Now, let’s see what Bijan’s vllm serve
command looks like:
vllm serve microsoft/Phi-3.5-mini-instruct \
--tensor-parallel-size 2 \
--pipeline-parallel-size 1 \
--gpu-memory-utilization 0.8 \
--max-model-len 4096 \
--host 0.0.0.0 \
--trust-remote-code
I had to fiddle with it, because that’s a 2 node / 4 GPU setup, and it took me a few tries, but, I wound up getting this warning which I really like in my own way:
WARNING 05-09 06:03:18 [ray_utils.py:199] tensor_parallel_size=2 is bigger than a reserved number of GPUs (1 GPUs) in a node d97d078c6e6c301dafb330684dd1aede943dcbe95dabc32bfc3fa5c7. Tensor parallel workers can be spread out to 2+ nodes which can degrade the performance unless you have fast interconnect across nodes, like Infiniband. To resolve this issue, make sure you have more than 2 GPUs available at each node.

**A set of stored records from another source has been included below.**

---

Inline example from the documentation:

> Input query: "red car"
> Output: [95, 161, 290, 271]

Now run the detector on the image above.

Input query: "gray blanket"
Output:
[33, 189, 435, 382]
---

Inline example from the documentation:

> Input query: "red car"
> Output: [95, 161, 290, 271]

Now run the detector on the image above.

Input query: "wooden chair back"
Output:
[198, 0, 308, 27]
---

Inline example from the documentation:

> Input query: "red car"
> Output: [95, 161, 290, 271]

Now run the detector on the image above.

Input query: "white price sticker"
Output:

It mentions Infiniband – which is the kind of thing I see get a lot of use in HPC networking scenarios, awesome. I don’t have that setup, that’s yet another blog article! But, after trying a number of combos, and failing, I think that warning is actually good news in our case.
For my test, I wound up choosing the same model Bijan (the YT creator) used, he’s aiming for something small and simple, and that works for me…

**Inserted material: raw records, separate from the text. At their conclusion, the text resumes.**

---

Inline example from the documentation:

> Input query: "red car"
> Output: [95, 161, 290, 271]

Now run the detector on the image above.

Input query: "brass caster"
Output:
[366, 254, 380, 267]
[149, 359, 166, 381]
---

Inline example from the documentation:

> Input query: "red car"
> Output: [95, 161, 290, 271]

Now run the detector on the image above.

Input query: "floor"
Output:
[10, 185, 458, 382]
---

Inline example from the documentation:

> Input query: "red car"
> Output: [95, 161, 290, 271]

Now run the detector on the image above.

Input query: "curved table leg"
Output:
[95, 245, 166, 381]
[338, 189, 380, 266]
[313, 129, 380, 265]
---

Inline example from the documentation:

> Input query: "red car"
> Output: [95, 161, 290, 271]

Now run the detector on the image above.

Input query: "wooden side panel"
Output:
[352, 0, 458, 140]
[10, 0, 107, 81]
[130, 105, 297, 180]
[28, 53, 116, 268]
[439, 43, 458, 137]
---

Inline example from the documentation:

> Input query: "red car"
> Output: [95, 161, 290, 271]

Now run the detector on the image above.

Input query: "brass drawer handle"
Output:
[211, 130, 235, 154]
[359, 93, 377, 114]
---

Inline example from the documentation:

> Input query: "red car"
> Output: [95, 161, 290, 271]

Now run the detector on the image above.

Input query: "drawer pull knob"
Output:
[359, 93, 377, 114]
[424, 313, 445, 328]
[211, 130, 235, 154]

Now, we just run the serve command on the head
, and let it fire up….
We can see that we get a process loaded on the node, yoda
.
root@yoda:/vllm-workspace# nvidia-smi \
--query-compute-apps=pid,process_name,used_gpu_memory \
--format=csv,noheader,nounits
2701, ray::RayWorkerWrapper.__ray_call__, 12104
And then I tried
curl http://localhost:8000/v1/completions \
-H "Content-Type: application/json" \
-d '{
"model": "microsoft/Phi-3.5-mini-instruct",
"prompt": "Name two former or current US senators from Vermont.",
"max_tokens": 150,
"temperature": 0.7
}'
This calls for a: wewwwwwwwwwwwwwwt
! There’s a successful completion!
doug@stimsonmt:/tmp/testgrammar$ curl http://localhost:8000/v1/completions \
-H "Content-Type: application/json" \
-d '{
"model": "microsoft/Phi-3.5-mini-instruct",
"prompt": "Name two former or current US senators from Vermont.",
"max_tokens": 150,
"temperature": 0.7
}'
{"id":"cmpl-8606a78a9d6b4a0ba7d8290c0d8e6893","object":"text_completion","created":1746797459,"model":"microsoft/Phi-3.5-mini-instruct","choices":[{"index":0,"text":"\n\nVermont, a state known for its picturesque landscapes and progressive political stance, has had several distinguished individuals serve in the United States Senate. Here are two former and two current US senators from Vermont:\n\nFormer Senators:\n\n1. Patrick Leahy: Serving since 1975, Patrick Leahy is a Democrat who has been one of the longest-serving senators in the history of the United States. He was re-elected multiple times and has had a significant impact on national policy and legislation.\n\n2. Jim Jeffords: He served from 1989 to 2007 as a Republican senator","logprobs":null,"finish_reason":"length","stop_reason":null,"prompt_logprobs":null}],"usage":{"prompt_tokens":12,"total_tokens":162,"completion_tokens":150,"prompt_tokens_details":null}}
Why it somehow mentioned Jeffords before Bernie is…. An absolute mystery to me, that seems so unlikely! But… Alas, it’s also correct. And… Hurray!
And guess what? It also can use the structured output!
doug@stimsonmt:/tmp/testgrammar$ python test.py "shredding a quick uphill lap at Bolton after work"
rad
I’m also trying to figure out how to contribute some of this learning back to the codebase! Thankfully Russell also pointed me at the vllm ci infra project. And I even joined the vLLM slack!